National Poetry Day - Lines on the Loss of The Comet

To celebrate National Poetry Day, we are publishing poems all day across our different blogs.

The Comet Rebuilt project is now at an end, however you can read about our new Heritage Lottery funded Inverclyde wide project Identity here. Part of that project will involve an animation by St John's Primary School, Port Glasgow, celebrating the history of The Comet, to be released during the bicentennial next year.

Information on The Comet Rebuilt project forms part of a case study for the Employability and Tackling Poverty learning Network, which you can now read here.

This poem was composed after the second wreck of The Comet on 21st October 1825, when 70 souls were lost. Read all about it on this broadside published at the time.


LINES ON THE LOSS OF THE COMET

“A strain of music echo’d o’er the deep
And sounds of feet responsive to that strain
“Tis midnight now- yet still in fitful sweep
Across the water comes that sound again
And hark! The glad shout of the festive train
Now mingles with the pibroch’s martial yell
Oh never to a mountaineer in vain
Is pour’d the music of his native dell
To him it speaks od things no language ere can tell

“The moon hath sunk-still the heaven is bright
And o’er the deep a cold effulgence throws
No sound of pleasures now alarms the night-
The wearied heart of joy hath sought repose
But hark! It was a cry of woe that rose
A cry of woe and terror-and the stroke
Of timber crashing in the fearful close
Of bark to bark wild rushing to the shock
Far through the silent night in thunder accents broke!

“A pause!

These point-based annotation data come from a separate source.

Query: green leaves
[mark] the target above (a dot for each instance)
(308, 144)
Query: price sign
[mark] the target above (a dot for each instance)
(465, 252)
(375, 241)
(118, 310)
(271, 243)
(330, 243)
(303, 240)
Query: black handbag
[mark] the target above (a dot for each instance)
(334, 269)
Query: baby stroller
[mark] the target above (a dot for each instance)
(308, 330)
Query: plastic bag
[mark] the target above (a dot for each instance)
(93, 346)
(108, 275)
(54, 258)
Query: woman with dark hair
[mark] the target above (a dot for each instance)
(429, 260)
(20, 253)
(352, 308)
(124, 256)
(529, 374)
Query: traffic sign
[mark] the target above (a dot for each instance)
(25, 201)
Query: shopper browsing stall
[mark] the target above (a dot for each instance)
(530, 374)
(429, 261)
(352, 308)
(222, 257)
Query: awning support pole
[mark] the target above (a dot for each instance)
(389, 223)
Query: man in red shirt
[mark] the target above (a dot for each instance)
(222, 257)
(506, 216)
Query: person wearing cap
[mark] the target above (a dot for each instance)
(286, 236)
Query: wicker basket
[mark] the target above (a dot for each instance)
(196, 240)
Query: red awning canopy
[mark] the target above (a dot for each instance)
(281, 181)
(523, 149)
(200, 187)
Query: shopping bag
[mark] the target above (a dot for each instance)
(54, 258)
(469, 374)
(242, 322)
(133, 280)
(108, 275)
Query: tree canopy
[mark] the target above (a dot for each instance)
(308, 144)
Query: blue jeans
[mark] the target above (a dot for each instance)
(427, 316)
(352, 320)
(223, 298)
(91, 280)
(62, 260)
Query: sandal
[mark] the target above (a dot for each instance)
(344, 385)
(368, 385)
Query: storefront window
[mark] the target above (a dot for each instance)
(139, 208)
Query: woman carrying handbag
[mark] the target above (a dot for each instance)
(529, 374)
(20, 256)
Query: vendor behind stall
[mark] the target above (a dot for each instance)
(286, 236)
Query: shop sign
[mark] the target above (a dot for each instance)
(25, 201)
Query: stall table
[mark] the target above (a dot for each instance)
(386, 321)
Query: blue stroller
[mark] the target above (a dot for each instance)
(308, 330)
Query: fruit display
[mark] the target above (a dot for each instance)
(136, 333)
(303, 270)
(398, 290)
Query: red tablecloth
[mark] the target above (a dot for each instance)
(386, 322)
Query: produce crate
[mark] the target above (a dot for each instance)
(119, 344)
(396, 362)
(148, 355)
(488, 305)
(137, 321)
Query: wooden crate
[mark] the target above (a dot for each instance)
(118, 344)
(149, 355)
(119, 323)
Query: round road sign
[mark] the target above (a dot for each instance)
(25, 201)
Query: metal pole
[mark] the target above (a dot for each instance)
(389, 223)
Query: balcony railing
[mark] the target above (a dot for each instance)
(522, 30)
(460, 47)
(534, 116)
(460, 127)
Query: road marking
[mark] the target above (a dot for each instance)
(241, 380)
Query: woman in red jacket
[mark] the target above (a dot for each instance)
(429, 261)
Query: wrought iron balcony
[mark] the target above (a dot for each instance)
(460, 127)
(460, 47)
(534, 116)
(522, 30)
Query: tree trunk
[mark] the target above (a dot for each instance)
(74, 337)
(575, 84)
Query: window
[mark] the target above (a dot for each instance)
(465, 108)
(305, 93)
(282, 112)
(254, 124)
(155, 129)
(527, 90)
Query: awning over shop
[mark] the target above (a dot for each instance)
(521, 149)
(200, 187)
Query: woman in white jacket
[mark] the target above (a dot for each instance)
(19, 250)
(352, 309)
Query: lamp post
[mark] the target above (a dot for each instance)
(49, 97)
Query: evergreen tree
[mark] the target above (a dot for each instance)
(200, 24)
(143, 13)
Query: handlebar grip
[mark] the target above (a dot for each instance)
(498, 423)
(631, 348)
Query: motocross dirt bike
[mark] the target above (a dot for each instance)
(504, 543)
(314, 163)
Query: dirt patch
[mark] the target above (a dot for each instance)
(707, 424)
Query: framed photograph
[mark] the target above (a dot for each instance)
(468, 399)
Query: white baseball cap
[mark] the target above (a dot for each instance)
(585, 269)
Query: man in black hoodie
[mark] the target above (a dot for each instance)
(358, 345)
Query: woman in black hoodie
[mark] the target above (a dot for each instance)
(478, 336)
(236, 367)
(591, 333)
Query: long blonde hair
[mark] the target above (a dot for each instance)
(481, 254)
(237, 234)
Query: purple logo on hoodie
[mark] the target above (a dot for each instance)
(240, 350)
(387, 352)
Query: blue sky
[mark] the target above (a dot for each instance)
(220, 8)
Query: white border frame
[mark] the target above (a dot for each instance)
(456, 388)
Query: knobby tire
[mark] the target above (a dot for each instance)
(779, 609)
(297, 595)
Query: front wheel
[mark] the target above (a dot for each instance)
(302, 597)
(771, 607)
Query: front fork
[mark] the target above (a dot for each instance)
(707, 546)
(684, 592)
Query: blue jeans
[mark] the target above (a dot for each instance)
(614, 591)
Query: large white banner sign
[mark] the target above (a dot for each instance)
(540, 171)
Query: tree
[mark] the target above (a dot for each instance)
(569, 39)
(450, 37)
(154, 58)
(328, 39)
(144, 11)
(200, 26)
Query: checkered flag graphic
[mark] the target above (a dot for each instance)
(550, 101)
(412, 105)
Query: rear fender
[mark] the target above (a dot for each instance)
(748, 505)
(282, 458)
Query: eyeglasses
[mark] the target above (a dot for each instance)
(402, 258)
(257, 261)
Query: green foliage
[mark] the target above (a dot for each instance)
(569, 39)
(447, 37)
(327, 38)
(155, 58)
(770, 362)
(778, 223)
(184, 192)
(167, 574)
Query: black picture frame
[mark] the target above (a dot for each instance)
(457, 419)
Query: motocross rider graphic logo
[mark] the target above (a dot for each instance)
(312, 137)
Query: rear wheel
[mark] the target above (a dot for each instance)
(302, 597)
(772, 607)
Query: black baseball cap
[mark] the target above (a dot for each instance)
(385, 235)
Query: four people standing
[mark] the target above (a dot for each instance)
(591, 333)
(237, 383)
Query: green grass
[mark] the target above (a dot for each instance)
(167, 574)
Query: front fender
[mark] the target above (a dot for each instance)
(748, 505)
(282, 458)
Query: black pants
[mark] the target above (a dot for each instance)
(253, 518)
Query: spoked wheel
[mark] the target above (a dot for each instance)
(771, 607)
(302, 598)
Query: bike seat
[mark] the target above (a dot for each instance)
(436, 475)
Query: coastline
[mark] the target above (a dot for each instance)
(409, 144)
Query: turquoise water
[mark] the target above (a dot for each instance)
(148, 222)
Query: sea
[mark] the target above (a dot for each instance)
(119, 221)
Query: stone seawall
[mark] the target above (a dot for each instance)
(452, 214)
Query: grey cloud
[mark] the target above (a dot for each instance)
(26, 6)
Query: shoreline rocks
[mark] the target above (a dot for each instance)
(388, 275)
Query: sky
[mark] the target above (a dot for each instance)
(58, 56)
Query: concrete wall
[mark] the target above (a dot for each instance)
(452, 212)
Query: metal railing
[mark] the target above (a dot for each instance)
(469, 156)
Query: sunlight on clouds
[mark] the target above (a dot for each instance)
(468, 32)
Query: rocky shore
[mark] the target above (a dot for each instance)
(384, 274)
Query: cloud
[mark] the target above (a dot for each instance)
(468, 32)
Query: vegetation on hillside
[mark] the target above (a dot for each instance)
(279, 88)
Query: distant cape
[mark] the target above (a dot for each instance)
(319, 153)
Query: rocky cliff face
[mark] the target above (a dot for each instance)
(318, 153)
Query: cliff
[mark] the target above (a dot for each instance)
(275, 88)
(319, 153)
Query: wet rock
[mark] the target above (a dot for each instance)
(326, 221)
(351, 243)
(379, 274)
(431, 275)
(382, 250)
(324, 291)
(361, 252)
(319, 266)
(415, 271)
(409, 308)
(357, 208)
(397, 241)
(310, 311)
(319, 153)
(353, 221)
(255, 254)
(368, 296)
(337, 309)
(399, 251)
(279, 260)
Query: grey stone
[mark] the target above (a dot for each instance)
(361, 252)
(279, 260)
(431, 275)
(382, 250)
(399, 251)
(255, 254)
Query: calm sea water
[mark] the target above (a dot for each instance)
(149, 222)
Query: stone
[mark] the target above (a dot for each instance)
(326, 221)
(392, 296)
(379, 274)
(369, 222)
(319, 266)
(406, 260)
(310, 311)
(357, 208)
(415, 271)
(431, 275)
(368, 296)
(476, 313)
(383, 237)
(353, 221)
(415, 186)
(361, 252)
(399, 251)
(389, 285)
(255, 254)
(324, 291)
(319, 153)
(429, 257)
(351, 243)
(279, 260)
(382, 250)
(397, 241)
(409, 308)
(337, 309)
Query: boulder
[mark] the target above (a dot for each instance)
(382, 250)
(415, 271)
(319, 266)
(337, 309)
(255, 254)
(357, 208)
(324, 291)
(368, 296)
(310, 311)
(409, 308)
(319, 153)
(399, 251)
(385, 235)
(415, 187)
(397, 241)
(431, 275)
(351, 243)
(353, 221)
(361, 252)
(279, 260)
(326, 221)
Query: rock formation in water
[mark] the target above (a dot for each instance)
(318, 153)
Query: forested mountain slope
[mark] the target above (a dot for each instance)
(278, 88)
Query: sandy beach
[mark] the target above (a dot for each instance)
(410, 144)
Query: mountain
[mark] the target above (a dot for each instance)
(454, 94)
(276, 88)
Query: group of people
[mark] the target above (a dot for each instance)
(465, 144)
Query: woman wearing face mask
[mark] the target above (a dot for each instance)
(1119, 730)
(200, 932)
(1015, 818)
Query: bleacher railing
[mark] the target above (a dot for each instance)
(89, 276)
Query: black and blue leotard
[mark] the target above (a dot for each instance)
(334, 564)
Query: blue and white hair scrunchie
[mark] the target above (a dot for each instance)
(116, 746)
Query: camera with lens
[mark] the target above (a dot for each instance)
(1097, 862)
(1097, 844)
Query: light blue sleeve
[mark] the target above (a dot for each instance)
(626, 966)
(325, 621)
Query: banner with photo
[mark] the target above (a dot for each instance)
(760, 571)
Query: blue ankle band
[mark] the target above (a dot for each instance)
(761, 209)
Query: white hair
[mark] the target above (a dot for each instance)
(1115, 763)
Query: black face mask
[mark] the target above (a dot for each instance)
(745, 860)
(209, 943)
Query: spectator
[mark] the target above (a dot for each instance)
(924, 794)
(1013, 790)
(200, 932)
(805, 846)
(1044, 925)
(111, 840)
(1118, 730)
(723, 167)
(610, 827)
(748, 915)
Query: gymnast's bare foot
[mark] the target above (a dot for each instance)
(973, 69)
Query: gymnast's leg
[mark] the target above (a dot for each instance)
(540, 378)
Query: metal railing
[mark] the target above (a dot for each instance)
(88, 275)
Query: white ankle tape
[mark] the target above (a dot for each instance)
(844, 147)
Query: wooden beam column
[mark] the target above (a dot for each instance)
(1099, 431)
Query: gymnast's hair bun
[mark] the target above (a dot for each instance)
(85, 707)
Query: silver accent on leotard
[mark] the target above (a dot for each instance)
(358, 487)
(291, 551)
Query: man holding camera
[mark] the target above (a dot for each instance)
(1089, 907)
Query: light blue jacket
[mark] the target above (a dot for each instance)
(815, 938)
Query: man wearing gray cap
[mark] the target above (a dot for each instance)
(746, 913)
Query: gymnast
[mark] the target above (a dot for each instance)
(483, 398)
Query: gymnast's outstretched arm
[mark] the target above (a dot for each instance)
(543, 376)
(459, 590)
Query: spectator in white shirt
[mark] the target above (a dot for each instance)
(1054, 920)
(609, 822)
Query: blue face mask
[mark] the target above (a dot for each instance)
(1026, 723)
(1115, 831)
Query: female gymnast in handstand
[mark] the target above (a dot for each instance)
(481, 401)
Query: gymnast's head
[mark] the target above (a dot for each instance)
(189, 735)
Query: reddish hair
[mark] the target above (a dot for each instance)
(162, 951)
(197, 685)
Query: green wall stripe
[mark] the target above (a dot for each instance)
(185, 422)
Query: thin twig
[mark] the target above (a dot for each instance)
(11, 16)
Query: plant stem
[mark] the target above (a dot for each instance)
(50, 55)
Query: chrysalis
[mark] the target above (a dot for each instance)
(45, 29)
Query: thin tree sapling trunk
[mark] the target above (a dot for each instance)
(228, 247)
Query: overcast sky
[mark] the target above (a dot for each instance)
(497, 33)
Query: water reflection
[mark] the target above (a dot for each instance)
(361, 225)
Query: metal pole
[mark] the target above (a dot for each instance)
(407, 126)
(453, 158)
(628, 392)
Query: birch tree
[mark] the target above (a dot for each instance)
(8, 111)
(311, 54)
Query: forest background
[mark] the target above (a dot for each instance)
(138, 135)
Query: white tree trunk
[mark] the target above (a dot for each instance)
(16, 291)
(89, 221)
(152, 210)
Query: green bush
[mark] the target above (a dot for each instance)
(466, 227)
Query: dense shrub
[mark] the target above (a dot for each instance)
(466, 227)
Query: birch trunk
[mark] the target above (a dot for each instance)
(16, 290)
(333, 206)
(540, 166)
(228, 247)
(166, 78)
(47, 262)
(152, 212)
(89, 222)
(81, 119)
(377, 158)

A momentary pause!-Where now
Are the gay revellers?- Lo! the splintered deck
Still bears a darkened cloud but mark ye how
That troubled mass doth heave and toss and break
Like toiling waves by sunk-rocks held in check
Again the wild astounding cry of fear
Rings o’er the waters- while the shatter’d wreck
Half reels in madness round-its last career-
Oh must so many die-and yet is help so near?

“Once more a shriek arose-a wilder shriek-
A cry of mortal anguish and despair
One more a hundred frantic voices break
Through the calm stillness of the midnight air
“Tis past heard ye the rushing waters there
The momentary plash-the chocking  groan?
Where is the gallant vessel now-and where
The hearts that beat so high an hour agone?
Over their lowly bed the night-wave maketh moan

“Alas for them the beautiful the brave
The young the lov’d the happy the rever’d
Cold was their portion in the gloomy wave
Far from the home to which they were endear’d
Far from the friends who every pang had cheered
But many a strangers heart for them hath bled
And often yet when Dian’s lamp upreared
O’er yonder hill shall light their watery bed
The silent tear for them shall unrestrain’d be shed.